Myc and E6 associate with the hTERT promoter in HFFs. (A) Myc-mediated E6 binding to hTERT promoter. HFKs or HFFs transfected with E6-AU1 or both Myc and E6-AU1 were subjected to ChIP assays as described above, using rabbit anti-Myc antibody (N262; Santa Cruz Biotechnology) and monoclonal anti-AU1 antibody (Covance). (B) Myc induces telomerase activity in both HFKs and HFFs. HFKs and HFFs were transduced with pLXSN-Myc retrovirus, and cell lysates were analyzed with q-TRAP assays. Myc alone induces a similar level of telomerase activity in both HFKs and HFFs. (C) Endogenous Myc binds to exogenous hTERT promoter in HFFs.

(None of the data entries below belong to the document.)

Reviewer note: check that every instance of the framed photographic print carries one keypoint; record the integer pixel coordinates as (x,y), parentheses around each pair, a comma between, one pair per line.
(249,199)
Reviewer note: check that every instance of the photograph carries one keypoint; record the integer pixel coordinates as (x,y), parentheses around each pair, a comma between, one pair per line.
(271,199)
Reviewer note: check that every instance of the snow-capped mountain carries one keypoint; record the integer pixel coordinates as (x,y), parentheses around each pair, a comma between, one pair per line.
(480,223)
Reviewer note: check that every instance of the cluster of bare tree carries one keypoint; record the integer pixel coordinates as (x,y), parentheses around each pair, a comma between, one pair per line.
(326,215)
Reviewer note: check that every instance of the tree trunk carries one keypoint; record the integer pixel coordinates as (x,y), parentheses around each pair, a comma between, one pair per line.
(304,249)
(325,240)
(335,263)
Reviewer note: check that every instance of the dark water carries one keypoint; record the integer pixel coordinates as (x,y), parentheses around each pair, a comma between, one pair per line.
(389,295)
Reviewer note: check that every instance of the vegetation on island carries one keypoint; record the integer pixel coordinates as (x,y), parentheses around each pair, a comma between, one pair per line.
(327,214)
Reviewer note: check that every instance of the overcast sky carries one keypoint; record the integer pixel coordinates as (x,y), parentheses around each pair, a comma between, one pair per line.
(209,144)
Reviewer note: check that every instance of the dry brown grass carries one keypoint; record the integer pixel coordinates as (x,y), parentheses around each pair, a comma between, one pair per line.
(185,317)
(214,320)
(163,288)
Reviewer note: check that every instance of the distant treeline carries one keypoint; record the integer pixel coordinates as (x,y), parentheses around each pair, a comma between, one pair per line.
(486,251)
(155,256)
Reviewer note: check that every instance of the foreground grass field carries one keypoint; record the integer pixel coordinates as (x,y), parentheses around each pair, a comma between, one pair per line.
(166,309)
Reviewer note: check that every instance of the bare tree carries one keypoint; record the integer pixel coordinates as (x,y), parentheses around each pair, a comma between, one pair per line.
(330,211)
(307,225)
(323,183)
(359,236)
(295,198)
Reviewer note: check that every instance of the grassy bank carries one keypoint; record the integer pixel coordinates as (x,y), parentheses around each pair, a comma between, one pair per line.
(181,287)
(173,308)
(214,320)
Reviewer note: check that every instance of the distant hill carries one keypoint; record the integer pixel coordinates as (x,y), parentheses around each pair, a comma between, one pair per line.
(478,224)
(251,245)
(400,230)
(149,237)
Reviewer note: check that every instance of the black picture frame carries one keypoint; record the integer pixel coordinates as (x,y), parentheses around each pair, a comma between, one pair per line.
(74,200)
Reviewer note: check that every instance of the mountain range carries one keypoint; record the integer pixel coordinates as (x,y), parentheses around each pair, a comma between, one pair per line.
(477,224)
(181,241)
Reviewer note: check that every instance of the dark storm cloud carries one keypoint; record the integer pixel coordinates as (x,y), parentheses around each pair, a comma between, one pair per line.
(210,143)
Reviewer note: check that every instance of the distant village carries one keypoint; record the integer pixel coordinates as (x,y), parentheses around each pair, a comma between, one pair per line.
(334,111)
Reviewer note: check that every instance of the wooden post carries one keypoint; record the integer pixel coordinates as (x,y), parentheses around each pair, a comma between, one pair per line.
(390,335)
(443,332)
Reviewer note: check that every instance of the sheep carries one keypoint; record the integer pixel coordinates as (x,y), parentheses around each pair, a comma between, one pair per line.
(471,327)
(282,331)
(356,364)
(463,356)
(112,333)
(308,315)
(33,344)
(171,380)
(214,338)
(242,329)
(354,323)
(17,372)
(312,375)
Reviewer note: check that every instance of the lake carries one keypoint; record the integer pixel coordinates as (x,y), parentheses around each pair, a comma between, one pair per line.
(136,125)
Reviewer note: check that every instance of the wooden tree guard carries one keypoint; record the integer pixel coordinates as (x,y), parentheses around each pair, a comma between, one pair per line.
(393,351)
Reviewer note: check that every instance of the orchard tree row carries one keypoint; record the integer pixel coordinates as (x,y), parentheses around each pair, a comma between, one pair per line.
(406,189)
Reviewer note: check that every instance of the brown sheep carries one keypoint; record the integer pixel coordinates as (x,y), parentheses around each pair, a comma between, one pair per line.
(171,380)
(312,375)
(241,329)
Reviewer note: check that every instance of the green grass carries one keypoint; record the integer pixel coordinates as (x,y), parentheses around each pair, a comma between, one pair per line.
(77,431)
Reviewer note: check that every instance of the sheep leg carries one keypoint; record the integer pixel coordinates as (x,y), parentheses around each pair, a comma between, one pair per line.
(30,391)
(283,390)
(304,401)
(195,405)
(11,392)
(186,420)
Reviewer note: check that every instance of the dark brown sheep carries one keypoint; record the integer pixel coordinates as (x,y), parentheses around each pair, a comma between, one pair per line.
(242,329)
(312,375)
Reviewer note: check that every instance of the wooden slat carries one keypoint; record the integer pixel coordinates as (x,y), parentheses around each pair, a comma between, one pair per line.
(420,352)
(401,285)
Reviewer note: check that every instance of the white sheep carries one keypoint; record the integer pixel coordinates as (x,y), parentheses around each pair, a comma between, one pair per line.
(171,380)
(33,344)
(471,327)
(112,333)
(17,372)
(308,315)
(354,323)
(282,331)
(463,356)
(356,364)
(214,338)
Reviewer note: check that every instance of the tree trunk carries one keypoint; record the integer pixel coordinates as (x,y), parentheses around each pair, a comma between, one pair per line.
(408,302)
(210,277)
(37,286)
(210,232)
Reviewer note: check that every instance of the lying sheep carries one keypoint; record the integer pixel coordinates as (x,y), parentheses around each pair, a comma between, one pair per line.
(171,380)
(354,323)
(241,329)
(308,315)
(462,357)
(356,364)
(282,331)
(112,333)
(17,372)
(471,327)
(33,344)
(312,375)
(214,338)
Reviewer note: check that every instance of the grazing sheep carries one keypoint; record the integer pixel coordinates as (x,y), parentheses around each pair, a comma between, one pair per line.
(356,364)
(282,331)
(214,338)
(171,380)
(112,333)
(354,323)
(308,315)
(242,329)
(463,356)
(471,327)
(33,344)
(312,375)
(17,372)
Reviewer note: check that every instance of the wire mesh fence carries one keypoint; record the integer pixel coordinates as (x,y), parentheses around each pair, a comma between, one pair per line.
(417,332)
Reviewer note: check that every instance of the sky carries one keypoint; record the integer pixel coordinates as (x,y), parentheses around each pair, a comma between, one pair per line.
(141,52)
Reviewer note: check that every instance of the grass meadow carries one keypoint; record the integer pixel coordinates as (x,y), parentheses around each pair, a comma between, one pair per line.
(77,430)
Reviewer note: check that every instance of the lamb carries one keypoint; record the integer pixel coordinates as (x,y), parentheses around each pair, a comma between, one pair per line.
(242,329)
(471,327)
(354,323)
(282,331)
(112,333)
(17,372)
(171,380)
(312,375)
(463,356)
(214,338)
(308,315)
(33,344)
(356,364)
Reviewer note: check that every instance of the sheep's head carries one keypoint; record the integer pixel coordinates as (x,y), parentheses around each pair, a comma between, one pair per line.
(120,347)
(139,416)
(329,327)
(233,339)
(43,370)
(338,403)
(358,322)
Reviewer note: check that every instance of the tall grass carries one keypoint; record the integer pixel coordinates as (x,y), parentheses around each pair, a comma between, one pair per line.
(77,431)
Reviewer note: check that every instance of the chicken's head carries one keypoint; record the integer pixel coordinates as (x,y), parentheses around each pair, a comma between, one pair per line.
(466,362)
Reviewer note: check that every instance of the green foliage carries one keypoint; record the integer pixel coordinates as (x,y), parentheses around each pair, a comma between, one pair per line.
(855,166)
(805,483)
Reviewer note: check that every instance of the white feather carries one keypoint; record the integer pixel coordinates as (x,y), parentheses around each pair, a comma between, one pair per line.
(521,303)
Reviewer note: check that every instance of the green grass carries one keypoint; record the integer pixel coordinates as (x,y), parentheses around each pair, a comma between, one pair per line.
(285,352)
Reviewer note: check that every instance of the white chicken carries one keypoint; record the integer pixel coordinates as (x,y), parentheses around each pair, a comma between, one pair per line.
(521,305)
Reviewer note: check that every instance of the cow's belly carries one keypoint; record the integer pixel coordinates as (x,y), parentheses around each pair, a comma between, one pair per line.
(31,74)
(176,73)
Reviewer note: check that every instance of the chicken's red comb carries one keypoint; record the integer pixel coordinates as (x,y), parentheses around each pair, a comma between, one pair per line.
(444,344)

The plasmid pGL3B-hTERT was transfected to HFFs, and a Myc antibody or rabbit IgG was used for IP.

FIG. 7.

A proposed model for E6 regulation of the hTERT promoter and cell immortalization. Using information from this and previous studies (12, 14, 30, 57, 58, 62, 64), we propose a model to explain how HPV E6 might regulate the hTERT promoter in a cell-type-specific manner. The ability of E6 and E7 to target p53 and Rb in HFF and HFK cells does not differ. However, the low levels of Myc protein in fibroblasts (HFF) relative to keratinoctyes (HFK) is probably a major determinant for the lack of Myc on the endogenous HFF hTERT promoter. Contributions of chromatin structure, however, might also contribute to the limited access of Myc and other regulatory proteins to the HFF hTERT promoter. Since E6 can bind to the HFF hTERT promoter in the absence of detectable Myc, it appears that other proteins resident on this site might mediate its binding. In separate studies, for example, it has been documented that E6 interacts with Myc, BRCA1, and NFX-1.